Redact sensitive keys with REDACT_KEYS

In addition to PII redaction, the Weave SDK supports redaction of custom keys with REDACT_KEYS. This is useful when you want to protect additional sensitive data that might not fall under the PII category but must remain private. Examples include:
  • API keys
  • Authentication headers
  • Tokens
  • Internal IDs
  • Config values

Pre-defined REDACT_KEYS

Weave automatically redacts the following sensitive keys by default:
[
  "api_key",
  "auth_headers",
  "authorization"
]

Add your own keys

If your application uses other field names that contain sensitive values, you can extend the default REDACT_KEYS list. Add your own custom keys that you want to redact from traces:
import weave
from weave.utils import sanitize

client = weave.init("my-project", settings={"redact_pii": True})
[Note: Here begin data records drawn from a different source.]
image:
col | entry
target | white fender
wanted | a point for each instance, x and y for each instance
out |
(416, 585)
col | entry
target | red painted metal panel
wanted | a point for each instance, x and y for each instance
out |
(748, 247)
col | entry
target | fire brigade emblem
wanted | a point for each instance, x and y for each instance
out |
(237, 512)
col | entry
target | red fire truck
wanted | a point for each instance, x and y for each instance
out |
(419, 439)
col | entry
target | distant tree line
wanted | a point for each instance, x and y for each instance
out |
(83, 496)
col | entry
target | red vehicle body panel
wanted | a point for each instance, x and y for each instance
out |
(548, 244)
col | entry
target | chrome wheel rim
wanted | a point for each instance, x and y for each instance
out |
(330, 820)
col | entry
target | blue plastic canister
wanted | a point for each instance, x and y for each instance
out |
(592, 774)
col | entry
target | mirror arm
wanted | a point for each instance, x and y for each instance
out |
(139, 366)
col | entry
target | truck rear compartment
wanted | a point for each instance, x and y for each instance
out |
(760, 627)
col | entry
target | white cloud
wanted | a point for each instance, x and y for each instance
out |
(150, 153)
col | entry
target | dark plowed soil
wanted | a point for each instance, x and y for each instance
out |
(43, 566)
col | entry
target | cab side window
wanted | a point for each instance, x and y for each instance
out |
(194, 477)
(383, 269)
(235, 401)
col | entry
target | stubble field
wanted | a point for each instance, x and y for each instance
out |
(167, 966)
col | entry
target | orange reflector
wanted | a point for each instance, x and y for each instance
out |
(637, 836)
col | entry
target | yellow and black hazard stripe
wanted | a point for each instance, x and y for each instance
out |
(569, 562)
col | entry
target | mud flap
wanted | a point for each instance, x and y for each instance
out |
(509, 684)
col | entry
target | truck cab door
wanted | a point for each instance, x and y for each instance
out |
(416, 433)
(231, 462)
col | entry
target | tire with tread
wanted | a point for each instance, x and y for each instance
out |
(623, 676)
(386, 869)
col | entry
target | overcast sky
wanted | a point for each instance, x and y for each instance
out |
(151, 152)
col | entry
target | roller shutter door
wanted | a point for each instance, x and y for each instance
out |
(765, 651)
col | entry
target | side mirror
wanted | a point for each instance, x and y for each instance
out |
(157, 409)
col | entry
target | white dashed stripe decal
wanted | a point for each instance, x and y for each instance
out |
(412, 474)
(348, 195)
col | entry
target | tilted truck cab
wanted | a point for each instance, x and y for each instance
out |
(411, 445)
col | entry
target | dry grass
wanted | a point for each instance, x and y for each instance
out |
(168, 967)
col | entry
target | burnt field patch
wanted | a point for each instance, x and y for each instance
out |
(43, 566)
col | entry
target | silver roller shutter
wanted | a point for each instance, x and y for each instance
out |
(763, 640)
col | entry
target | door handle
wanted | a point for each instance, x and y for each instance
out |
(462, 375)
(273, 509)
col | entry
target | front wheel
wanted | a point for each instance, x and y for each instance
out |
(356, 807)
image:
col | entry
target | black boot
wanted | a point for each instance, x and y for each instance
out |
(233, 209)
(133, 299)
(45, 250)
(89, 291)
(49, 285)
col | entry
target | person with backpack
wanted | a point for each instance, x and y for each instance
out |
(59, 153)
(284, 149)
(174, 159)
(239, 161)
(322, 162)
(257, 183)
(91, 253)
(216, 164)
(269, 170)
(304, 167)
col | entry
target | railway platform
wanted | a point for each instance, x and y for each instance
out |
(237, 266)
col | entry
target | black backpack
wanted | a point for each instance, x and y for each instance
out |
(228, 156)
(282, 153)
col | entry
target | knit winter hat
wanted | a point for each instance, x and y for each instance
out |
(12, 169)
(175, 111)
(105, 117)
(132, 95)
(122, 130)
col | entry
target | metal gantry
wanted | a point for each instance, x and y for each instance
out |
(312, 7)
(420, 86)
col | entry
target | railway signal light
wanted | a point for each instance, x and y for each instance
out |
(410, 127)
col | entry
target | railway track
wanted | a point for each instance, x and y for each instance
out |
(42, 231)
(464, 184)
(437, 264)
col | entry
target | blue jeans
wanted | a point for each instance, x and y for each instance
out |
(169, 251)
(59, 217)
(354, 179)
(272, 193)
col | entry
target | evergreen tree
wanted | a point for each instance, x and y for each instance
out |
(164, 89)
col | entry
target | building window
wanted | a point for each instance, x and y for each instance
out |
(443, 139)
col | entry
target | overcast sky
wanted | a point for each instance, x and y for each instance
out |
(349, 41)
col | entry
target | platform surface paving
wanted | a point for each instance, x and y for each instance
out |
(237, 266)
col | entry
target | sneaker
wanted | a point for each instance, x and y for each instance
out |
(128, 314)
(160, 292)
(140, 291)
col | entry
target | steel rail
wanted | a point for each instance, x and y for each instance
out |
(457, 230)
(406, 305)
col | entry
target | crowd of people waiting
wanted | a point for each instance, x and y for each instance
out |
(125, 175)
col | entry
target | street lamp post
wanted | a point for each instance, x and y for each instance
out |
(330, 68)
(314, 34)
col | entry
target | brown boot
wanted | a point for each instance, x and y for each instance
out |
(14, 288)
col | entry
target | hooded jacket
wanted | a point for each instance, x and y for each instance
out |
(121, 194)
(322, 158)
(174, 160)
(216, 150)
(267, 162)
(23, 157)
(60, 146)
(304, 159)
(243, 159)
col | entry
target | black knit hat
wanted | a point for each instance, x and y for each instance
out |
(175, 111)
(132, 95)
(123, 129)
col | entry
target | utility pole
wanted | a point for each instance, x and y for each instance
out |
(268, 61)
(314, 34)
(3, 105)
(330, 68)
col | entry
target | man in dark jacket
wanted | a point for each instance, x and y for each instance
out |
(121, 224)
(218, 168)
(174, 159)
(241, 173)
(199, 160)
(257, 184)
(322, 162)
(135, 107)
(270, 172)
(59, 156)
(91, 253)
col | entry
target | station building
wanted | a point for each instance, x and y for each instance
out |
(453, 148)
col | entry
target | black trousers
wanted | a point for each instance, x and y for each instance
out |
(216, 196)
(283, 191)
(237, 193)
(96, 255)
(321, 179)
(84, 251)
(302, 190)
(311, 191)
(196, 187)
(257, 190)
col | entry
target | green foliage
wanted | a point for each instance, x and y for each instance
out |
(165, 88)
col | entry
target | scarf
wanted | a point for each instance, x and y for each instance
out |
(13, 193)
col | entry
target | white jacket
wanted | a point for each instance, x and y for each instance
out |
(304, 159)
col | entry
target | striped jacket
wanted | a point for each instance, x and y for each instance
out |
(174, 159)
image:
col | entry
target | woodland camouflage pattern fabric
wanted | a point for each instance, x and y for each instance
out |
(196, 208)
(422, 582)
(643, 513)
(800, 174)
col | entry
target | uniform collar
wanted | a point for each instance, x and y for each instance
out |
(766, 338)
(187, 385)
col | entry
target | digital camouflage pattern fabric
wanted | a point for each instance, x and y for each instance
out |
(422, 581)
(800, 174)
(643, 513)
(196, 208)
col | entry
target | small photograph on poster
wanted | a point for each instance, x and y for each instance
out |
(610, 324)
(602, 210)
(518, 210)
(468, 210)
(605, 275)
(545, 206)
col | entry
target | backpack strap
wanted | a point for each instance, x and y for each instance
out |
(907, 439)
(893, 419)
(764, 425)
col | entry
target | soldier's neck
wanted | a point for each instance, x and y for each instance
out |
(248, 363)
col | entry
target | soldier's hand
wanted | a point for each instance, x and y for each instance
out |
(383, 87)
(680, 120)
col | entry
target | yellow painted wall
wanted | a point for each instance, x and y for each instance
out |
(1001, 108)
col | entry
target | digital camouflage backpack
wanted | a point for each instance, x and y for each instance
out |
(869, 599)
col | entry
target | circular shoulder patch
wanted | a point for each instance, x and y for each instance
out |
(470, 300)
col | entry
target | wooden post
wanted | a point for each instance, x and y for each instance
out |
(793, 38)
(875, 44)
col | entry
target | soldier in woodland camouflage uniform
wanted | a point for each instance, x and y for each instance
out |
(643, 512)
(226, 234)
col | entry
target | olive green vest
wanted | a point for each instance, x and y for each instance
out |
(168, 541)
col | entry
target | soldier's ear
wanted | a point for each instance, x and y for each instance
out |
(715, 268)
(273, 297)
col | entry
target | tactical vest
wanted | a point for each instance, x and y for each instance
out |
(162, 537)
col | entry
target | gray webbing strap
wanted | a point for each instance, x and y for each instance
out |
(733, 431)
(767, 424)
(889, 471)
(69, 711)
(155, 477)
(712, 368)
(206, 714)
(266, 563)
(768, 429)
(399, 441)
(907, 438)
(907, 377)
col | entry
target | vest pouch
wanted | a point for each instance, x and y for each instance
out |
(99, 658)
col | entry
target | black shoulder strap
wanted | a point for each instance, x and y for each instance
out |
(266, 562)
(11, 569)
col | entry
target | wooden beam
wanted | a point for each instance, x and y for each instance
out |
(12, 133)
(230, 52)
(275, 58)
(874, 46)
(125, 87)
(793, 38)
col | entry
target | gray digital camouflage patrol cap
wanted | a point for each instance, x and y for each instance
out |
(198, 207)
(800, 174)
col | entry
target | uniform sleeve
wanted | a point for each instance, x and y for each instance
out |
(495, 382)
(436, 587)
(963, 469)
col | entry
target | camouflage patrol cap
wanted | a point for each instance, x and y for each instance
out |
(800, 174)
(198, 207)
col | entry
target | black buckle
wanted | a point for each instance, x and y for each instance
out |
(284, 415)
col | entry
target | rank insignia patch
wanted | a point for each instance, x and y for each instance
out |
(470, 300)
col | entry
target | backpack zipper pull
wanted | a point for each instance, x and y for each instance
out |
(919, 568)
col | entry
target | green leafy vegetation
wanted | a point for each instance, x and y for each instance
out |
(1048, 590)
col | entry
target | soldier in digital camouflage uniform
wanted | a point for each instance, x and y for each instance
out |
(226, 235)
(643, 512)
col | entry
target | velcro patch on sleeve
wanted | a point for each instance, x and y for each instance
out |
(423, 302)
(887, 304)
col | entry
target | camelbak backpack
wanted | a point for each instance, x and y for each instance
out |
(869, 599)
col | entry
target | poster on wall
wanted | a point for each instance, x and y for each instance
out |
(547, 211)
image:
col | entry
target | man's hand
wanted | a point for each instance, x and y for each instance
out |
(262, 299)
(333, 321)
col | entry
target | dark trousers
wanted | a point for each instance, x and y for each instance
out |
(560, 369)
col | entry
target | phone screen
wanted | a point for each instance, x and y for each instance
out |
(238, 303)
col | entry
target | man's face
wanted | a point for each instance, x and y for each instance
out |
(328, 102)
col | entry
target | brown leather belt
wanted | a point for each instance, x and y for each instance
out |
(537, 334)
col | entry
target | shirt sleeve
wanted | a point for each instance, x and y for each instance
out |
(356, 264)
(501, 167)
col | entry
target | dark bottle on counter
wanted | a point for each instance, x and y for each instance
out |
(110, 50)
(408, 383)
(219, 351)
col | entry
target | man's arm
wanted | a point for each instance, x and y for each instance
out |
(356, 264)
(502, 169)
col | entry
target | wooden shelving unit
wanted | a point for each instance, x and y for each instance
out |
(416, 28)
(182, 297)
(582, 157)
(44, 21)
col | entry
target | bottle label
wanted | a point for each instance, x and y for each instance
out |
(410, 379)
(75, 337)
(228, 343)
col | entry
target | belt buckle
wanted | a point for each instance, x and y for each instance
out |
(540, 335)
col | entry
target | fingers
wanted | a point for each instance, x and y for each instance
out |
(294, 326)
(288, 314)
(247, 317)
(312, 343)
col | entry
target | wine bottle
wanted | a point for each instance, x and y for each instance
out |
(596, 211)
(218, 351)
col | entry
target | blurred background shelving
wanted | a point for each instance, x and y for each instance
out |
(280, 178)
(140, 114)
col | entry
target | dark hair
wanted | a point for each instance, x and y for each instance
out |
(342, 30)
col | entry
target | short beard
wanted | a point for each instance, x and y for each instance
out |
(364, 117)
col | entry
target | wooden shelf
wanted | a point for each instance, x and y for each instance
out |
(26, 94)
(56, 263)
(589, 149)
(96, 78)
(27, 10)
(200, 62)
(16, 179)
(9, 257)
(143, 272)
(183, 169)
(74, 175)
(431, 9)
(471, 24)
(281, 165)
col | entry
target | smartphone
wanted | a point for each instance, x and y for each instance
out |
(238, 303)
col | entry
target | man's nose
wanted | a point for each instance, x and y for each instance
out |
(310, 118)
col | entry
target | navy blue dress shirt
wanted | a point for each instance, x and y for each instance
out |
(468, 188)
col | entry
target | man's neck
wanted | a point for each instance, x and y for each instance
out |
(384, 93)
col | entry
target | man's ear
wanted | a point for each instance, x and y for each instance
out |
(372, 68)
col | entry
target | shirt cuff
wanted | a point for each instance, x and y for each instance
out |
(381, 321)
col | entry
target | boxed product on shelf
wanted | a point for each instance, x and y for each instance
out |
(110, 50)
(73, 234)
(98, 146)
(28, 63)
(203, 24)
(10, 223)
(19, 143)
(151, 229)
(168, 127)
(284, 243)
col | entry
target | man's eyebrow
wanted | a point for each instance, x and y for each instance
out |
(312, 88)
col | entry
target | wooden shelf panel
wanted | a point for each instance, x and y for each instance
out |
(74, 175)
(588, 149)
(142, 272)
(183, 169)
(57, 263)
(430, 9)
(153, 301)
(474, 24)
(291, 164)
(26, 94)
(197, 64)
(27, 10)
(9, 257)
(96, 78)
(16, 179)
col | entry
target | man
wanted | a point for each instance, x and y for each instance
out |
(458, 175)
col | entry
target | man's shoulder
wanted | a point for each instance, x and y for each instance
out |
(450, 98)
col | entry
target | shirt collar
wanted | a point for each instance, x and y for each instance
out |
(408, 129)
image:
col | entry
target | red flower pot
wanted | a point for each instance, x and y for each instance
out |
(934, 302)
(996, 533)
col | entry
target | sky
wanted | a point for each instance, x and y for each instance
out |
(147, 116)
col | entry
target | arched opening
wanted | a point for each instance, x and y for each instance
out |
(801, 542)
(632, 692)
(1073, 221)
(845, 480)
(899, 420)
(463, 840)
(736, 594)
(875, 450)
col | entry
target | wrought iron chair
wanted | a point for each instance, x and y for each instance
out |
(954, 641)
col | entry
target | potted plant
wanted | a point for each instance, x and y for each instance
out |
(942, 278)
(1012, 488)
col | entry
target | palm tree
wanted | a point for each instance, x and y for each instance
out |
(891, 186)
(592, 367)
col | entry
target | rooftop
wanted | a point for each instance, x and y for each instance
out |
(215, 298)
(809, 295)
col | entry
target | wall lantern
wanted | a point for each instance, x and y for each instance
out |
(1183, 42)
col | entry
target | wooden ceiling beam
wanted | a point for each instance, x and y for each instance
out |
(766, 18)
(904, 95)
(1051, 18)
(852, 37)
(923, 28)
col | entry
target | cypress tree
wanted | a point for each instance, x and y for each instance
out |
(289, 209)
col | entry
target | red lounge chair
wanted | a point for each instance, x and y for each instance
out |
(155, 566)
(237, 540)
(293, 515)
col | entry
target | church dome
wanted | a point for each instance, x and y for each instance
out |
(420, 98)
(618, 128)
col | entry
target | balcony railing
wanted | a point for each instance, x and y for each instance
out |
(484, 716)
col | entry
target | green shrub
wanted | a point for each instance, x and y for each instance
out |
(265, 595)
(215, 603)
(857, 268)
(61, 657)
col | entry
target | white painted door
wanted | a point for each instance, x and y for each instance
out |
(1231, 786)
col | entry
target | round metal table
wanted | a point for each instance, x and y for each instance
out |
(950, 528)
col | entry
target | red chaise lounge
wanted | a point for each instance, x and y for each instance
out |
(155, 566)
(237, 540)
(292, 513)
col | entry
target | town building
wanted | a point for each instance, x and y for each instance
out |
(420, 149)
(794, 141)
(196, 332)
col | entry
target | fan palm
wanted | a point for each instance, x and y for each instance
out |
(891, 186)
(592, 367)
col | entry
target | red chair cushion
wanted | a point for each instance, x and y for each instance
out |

# Add custom keys to redact
sanitize.add_redact_key("client_id")
sanitize.add_redact_key("token")

client_id = "123"
token = "789"

@weave.op
def test(client_id, token):
    return client_id + token

test(client_id, token)
When you view them in the Weave UI, the values of client_id and token appear as "REDACTED":
client_id = "REDACTED"
token = "REDACTED"

Usage information

  • This feature is only available in the Python SDK.
  • When you enable redaction, processing time increases because of the Presidio dependency.